Wednesday, May 19, 2010

Capers in all crevices


Outside my Italian cottage we have two large bushes carrying a summer wig of white flowers. Or to be quite honest, I have only experienced the profusion of flowers once, as every spring my neighbour the Contadina demonstratively rips off each and every one of the delicate flowers with their long purplish-pink stamens and throws them on the ground.

- If the bush flowers, it will not produce berries, and capers are great taste givers. Who needs flowers anyway, she says with determination. My objections that these flowers look quite pretty, are answered with a ‘bo’ which is Apulian for ‘beh’ in the meaning ‘I don’t know and I couldn’t care less’.

Since then she has consequently deflowered by bushes very early every morning, unless I make sure to get to the flowers first. She also likes to pick the berries, which is one of the tasks one cannot leave to a straniera, though she has started to trust me, after she developed a strange kind of capers allergy on her hands, and had to dress each finger in tissue paper and cellotape. Now I am allowed to harvest my own capers under her strict supervision.

- Remember only to pick the large buds. The small ones absorb too much salt. Mangia sale, she says, and normally I listen and do as I’m told. After all, she has almost 80 years experience in preserving capers, and she has kindly shown me how the flower buds should be nipped and cleaned, before they are placed in sterilized jars and covered in layers of salt and water.
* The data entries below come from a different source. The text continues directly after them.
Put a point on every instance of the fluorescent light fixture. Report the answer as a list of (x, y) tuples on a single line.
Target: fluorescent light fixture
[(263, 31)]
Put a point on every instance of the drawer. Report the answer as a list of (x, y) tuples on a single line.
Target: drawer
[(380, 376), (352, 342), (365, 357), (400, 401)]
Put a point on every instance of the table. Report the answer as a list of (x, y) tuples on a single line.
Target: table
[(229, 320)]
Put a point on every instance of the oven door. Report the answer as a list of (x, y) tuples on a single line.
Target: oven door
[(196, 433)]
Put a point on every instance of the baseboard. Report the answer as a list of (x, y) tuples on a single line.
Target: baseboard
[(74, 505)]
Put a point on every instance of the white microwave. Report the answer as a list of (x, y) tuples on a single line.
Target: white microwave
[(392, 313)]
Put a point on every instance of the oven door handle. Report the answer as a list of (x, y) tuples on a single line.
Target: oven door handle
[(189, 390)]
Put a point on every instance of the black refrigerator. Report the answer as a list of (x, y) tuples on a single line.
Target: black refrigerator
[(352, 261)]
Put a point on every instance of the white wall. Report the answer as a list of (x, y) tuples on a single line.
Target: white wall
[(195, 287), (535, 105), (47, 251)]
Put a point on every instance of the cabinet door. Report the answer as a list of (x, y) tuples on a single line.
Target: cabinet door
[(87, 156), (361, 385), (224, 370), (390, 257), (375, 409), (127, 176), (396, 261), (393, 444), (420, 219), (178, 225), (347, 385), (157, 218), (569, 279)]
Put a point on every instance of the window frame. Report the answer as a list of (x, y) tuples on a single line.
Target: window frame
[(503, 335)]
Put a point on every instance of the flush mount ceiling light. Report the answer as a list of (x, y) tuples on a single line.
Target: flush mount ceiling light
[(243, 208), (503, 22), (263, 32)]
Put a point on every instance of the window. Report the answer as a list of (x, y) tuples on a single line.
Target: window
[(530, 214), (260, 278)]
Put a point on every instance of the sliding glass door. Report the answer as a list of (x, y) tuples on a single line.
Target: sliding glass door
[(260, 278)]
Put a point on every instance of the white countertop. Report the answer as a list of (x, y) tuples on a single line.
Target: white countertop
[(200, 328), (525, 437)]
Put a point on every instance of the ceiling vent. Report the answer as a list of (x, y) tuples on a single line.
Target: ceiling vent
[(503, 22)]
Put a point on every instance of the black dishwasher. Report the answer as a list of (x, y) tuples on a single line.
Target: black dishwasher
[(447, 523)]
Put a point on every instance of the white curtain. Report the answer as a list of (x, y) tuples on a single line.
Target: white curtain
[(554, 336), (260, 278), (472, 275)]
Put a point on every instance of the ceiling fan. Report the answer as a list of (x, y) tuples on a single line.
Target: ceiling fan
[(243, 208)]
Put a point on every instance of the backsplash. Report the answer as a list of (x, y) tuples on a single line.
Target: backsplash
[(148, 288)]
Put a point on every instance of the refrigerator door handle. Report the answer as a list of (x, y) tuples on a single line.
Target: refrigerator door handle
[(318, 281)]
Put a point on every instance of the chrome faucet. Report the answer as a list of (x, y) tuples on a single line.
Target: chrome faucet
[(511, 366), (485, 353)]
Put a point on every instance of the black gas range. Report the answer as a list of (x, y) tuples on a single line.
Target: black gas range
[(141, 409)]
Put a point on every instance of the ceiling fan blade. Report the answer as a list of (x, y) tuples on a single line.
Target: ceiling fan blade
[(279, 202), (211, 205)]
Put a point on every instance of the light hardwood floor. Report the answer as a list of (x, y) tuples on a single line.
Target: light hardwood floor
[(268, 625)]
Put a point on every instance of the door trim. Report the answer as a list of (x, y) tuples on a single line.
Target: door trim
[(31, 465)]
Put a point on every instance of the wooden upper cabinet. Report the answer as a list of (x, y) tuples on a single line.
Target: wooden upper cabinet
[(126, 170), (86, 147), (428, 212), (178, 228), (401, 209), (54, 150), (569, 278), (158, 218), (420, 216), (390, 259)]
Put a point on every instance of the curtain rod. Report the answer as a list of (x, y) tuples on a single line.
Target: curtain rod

When the bright green buds change colour the capers are ready to eat, and with two old bushes you – and your extended family - will never run out of this kind of food seasoning and garnish. Each summer produces 10-15 jam jars full of capers, which is more than most Scandinavian families consume in a life-time.

In addition I am still allowed to enjoy the sight and smell of the vaguely fragrant flowers every time I pass by old Italian castles or town walls. Caper bushes grow in the most incredible places, but seem to have a preference for ancient stones and archeological sites. You see it climbing the walls of the Colosseum and Forum Romanum, it can be found among the ruins of Pompeii and in column crevices in Pestum and Agrigento.

The only place you will not find capers are in South Italian supermarket and grocery stores. Massive free supplies are available to all locals, and lazy housewives stock up at the olive pusher in the weekly market. He does not, however, sell the big caperberries that I have only ever come across in northern European specialty shops. Therefore I have tried to convince the Contadina that we might leave some flowers on the bush and watch them become berries, but this idea will definitely not take root and grow in her (or her neighbour’s) garden.